When you are in the slump, how on earth can you motivate yourself to sit down and get stuff done? Unfortunately there are no easy solutions, and revision or essay writing can feel totally uninspiring, however here are a few ways to help you plough through:
Set yourself goals
I am the biggest fan of goals, whether it’s short-term goals (getting through your January exams) or long-term goals (achieving that 2.1 at the end of third year). You can even break your goals down daily, for example, reading and making notes on a particular topic. Once you’ve finished a daily goal and ticked it off your list, you’ll be able to sit in front of the TV with an ice cold beer without any regrets about your day.
Having started achieving your small goals, you might find yourself spurred on to work even harder. This, in fact, happened to me today - I was rudely awaken by my alarm this morning, but once I realised what was going on I told myself I just had to get out of bed as it was a Friday and I was doing so well so far.
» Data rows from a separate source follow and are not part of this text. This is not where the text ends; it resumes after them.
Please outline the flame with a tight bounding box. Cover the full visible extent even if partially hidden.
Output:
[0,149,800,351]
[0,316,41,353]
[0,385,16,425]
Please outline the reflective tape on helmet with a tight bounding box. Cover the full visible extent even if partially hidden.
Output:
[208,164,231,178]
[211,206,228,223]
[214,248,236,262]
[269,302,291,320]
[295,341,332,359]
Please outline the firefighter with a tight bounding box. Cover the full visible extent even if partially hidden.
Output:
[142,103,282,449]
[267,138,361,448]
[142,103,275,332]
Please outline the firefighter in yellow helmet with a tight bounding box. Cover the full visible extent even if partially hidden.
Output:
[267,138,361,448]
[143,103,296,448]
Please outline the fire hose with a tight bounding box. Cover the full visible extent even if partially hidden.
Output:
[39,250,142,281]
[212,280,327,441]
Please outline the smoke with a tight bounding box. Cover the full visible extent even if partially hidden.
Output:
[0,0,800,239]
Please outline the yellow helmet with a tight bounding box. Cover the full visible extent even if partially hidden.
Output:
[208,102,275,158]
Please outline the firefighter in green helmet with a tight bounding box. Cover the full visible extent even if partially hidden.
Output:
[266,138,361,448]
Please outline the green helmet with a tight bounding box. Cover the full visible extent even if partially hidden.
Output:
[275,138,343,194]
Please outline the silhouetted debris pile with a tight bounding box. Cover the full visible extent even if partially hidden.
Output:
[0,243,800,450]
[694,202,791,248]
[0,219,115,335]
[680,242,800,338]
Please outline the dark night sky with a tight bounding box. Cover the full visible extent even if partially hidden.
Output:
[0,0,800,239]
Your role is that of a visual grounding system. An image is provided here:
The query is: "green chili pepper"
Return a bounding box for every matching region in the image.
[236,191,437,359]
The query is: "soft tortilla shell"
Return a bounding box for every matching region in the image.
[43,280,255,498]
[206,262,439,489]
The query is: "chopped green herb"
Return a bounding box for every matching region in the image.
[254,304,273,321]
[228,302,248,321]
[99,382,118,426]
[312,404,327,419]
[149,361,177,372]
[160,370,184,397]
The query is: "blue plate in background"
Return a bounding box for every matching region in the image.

Tomorrow will be a day off.
In a similar vein to your goals, how you break up your treats is up to you. You might enjoy a good film or boxset binge at the end of every evening, or you might find yourself treating yourself to a weekend break after a period of hard work is over. Treats give you something to look forward to, and can motivate you to get through your day and all that work that’s piling up, but remember to not treat yourself when you haven’t accomplished your task!
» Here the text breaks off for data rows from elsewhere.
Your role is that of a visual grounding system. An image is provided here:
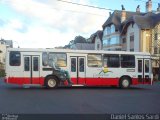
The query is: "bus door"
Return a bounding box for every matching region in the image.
[23,55,40,84]
[138,58,151,84]
[70,56,86,84]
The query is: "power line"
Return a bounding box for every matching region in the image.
[57,0,114,11]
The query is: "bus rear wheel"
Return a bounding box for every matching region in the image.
[119,77,131,89]
[45,76,58,88]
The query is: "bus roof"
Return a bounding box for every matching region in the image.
[7,48,150,55]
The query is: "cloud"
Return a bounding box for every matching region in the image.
[0,0,108,48]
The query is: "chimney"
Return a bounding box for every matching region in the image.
[157,3,160,12]
[136,5,140,13]
[146,0,152,12]
[121,5,127,23]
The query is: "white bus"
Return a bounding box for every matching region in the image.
[5,48,153,88]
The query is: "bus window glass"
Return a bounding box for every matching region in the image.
[33,57,39,71]
[24,57,30,71]
[121,55,135,68]
[145,60,149,73]
[103,54,120,68]
[71,58,76,72]
[79,58,84,72]
[42,52,48,66]
[138,60,142,73]
[88,54,102,67]
[9,51,21,66]
[49,53,67,67]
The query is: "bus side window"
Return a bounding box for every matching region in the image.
[24,57,30,71]
[103,54,120,68]
[87,54,102,67]
[42,52,48,66]
[9,51,21,66]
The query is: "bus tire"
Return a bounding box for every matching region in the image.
[119,77,131,89]
[45,76,58,88]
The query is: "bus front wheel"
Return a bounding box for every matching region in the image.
[45,76,58,88]
[119,77,131,89]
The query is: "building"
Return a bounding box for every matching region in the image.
[102,0,160,52]
[70,43,94,50]
[102,0,160,79]
[0,39,13,69]
[90,30,103,50]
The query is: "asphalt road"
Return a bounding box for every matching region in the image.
[0,79,160,114]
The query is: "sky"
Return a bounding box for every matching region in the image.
[0,0,160,48]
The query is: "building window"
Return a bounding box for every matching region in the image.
[71,58,76,72]
[9,51,21,66]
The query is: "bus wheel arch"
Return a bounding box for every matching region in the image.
[44,75,59,88]
[119,75,132,89]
We’ve all been there when the world feels like it’s closing in on us with the amount of stuff we’ve got to get through. But telling yourself that you won’t be able to achieve it is a sure way to not achieving it! Whenever you hear yourself say that you can’t do it, purposefully replace your thoughts with positive ones such as “I’m making progress, I am in the process of achieving what I’ve set out to achieve.”
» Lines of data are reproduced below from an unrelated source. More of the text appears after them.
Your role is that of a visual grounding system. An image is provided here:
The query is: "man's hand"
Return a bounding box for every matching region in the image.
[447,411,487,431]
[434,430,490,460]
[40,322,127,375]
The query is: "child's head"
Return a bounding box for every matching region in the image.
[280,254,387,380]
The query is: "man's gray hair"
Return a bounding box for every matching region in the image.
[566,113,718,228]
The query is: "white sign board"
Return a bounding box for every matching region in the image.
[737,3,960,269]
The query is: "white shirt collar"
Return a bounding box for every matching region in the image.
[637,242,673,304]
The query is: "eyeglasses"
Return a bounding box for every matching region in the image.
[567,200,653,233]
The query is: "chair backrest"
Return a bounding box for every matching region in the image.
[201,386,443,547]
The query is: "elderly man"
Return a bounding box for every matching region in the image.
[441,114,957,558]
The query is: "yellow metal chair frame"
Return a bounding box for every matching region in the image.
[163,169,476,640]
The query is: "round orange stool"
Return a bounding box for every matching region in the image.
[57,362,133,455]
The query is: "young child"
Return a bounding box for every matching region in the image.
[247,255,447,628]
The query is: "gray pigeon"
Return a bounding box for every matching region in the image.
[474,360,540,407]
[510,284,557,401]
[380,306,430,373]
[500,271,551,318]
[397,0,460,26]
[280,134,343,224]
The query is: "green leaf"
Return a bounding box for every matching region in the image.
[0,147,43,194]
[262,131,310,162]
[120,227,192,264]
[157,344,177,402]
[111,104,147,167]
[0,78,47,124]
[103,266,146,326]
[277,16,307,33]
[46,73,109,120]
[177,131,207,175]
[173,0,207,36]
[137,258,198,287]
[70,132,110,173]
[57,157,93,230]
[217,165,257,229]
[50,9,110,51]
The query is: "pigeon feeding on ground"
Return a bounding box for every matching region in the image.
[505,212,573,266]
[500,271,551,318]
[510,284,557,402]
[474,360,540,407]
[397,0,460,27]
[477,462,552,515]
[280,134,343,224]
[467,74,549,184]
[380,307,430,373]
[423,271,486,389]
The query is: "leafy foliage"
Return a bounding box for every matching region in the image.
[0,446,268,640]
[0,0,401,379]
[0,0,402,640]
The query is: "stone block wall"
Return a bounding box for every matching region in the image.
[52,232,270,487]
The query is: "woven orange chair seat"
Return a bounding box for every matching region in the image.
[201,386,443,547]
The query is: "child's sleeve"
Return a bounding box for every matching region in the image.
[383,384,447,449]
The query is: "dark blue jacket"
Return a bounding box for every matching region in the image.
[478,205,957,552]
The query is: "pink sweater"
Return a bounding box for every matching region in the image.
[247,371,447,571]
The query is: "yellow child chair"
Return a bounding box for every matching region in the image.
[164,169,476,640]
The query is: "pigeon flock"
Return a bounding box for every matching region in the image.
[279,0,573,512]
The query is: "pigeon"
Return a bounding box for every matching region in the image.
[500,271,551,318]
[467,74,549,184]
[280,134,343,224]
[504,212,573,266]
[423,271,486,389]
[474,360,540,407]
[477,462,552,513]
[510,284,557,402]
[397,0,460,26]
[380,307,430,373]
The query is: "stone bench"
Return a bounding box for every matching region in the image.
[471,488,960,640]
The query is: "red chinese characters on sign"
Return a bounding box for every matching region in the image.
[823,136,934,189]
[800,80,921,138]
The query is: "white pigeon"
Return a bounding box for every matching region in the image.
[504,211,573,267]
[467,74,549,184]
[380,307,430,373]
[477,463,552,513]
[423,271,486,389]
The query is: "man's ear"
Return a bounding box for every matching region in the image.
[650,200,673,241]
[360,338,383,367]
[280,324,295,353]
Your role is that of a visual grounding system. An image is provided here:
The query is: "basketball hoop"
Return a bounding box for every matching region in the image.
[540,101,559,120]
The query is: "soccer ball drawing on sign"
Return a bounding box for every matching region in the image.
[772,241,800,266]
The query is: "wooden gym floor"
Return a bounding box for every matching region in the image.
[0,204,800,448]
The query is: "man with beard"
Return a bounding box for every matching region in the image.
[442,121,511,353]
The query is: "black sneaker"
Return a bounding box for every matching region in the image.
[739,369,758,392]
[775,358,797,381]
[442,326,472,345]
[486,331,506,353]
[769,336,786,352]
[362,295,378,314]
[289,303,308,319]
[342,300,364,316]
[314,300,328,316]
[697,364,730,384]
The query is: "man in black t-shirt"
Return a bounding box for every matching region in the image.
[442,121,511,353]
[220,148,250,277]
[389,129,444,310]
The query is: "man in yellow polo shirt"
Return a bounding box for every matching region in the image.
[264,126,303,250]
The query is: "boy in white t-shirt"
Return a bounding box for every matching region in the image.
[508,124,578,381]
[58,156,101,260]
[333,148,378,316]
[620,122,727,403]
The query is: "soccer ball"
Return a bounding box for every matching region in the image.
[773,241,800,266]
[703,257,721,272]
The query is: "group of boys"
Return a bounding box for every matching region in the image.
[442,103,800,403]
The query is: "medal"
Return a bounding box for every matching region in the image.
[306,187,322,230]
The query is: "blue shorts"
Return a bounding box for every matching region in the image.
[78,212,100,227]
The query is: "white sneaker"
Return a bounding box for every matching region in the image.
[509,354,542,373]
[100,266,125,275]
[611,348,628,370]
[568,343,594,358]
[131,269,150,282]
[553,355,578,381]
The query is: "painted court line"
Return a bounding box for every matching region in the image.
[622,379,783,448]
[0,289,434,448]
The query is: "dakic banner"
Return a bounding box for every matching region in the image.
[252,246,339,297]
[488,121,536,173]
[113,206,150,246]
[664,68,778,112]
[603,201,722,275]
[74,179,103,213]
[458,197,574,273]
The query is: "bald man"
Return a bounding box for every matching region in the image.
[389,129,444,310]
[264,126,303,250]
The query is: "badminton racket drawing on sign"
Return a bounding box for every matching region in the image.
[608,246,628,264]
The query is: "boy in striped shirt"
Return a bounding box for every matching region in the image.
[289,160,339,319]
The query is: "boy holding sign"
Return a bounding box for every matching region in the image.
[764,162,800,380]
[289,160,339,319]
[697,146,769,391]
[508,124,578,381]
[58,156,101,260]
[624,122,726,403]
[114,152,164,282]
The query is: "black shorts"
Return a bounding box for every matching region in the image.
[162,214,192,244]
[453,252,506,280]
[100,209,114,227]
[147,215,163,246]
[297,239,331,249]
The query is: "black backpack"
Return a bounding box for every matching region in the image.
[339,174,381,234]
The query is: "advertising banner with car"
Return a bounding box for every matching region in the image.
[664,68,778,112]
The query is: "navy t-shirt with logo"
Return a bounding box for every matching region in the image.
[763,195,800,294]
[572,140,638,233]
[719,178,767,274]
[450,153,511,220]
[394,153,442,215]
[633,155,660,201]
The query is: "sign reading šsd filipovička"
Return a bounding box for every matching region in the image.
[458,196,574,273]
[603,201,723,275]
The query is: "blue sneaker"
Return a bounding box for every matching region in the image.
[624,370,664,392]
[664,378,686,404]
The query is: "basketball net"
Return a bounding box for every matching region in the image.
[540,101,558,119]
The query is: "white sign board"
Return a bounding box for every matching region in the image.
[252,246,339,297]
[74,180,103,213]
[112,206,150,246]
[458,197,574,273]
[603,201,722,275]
The worst period of motivation, especially in revising for an exam or writing an essay, is sitting down and starting. There’s just so much ahead of you and how are you ever going to get through it in time? However, the earlier you start and face your task(s), the easier you’ll start to find it and find your feet. Once you’ve started, studying will soon become habitual, and you’ll feel even more motivated to continue as you will seen your accomplishments adding up.
Take a break
Although it can sound like the most counter-intuitive step, taking a break from studying, perhaps a weekend away or a weekend curled up with your favourite box sets, can do you wonders. Once the boredom sets in (trust me it will), or once you feel like getting back into normal life from your weekend away you'll be raring to go and race through all that coursework that's pilling up in no time. Taking a break also gives you time to think about what you want both from your studying and your life, which will spur on the motivation even more!
Small actions add up, and add up quickly. Writing 10,000 words is an intimidating task, however 500 words a day alongside two articles is certainly manageable. If you stick to your goals, you’ll have something written down in 20 days, a knowledge of where your essay will be going, and something you can then edit, read and re-edit.
Imagine your future
What life do you want to lead? Do you want to move to London and live the high life? Or perhaps you’ve a university you’ve got your heart set on. Remind yourself that your current life isn’t forever, and that your actions now are leading you to something better. You just have to put the hard work in now. You can even pin a picture above your desk so you’ve something to remind yourself of what you want to achieve, getting you through your day.